Worship created a controversy for the prophets of the Old Testament. The Lord God had instituted temple worship during the reign of King Solomon. The temple in Jerusalem had various rituals like animal sacrifices and pray incense which had roots from the time of Moses and the Exodus. The Israelites were expected to worship God in the temple on a regular basis and many did.
However the prophets spotted a major problem in worship. It had become empty rituals that did not transform the lives of the worshippers. The prophet Isaiah spoke against such abuses,
What to me is the multitude of your sacrifices? says the Lord;
I have had enough of burnt offerings of rams
and the fat of fed beasts.
Trample my courts no more; bringing offerings is futile;
your appointed festivals my soul hates;
they have become a burden to me,
even though you make many prayers, I will not listen;
your hands are full of blood. (Isaiah 1:11-15 abridged)
Worship had not transformed God’s people into agents of God’s peace and healing for the world. The prophet’s words can be a critique of us today. Has our worship service turned us into servants of God? Do we expect to encounter the living God at worship and be changed?

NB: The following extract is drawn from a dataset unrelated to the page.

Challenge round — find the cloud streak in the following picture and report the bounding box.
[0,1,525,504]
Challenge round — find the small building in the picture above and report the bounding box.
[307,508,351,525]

We may suppose these depths of prayer are our achievement. But this humanistic account misses the autonomy of the life of prayer. This inner life has a life of its own, invigorated not by us but by a divine Source. . . . Our prayers are mingled with a vaster Word, a Word that at one time was made flesh. We pray, and yet it not we who pray, but a Greater who prays in us. In a holy hush we bow in Eternity, and know the Divine Concern tenderly enwrapping us and all things within His persuading love. Here all human initiative has passed into acquiescence, and He works and prayer and seeks His own through us in exquisite, energizing life. (p. 45, abridged)
Now that is a description of the Vibrant Life of Faith in Christ.
Lord Jesus, turn my tired, routine prayers and worship into a joyous dance with your Spirit.